Covering Index: When the column of a SELECT list is included in the index, the requested data can be obtained with an index scan.
ORDER BY clause optimization: If the required record sorting order is identical to the order of indexes, no additional sorting is required (Skip ORDER BY).
GROUP BY clause optimization: If all columns in the GROUP BY clause are included in the indexes, they are available to use while executing queries. Therefore, no additional sorting is required (Skip GROUP BY).
CUBRID provides High Availability(HA) feature to minimize system down time while continuing normal operation of server in the event of hardware, software, or network failure. The structure of CUBRID HA is shared-nothing. CUBRID monitors its system and status on a real time basis with the CUBRID Heartbeat and performs failover when failure occurs. It follows the two steps below to synchronize data from the master database server to slave database server.
A transaction log multiplication step where the transaction log created in the database server is replicated in real time to another node
A transaction log reflection step where data is applied to the slave database server through the analysis of the transaction log being replicated in real time
Java Stored Procedure
A stored procedure is a method to decrease the complexity of applications and to improve the reusability, security and performance through the separation of database logic and middleware logic. A stored procedure is written in Java (generic language), and provides Java stored procedures running on the Java Virtual Machine (JVM). To execute Java stored procedures in CUBRID, the following steps should be performed:
Install and configure the Java Virtual Machine
Create Java source files
Compile the files and load Java resources
Publish the loaded Java classes so they can be called from the database
Call the Java stored procedures
In the Internet environment, it is common to store and keep counting information like page view in the database to track search history.
The above scenario is generally implemented by using the SELECT and UPDATE statements; SELECT retrieves the data and UPDATE increases the number of clicks for the retrieved queries.
This approach can cause significant performance degradation due to increased lock contention for UPDATE when a number of SELECT statements are executed against the same data.
To address this issue, CUBRID introduces the new concept of the Click Counter that will support optimized features in the Web in terms of usability and performance, and provides the
INCR() function and the WITH INCREMENT FOR statement.
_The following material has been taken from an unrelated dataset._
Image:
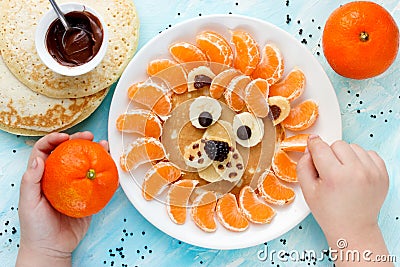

Extending the Relational Data Model
For the relational data model, it is not allowed that a single column has multiple values. In CUBRID, however, you can create a column with several values. For this purpose, collection data types are provided in CUBRID. The collection data type is mainly divided into SET, MULTISET and LIST; the types are distinguished by duplicated availability and order.
SET: A collection type that does not allow the duplication of elements. Elements are stored without duplication after being sorted regardless of their order of entry.
MULTISET: A collection type that allows the duplication of elements. The order of entry is not considered.
LIST: A collection type that allows the duplication of elements. Unlike with SET and MULTISET, the order of entry is maintained.
Inheritance is a concept to reuse columns and methods of a super class (table) in those of a sub class. CUBRID supports reusability through inheritance. By using inheritance provided by CUBRID, you can create a super class with some common columns and then create a sub class inherited from the super class with some unique columns added. In this way, you can create a database model which can minimize the number of columns.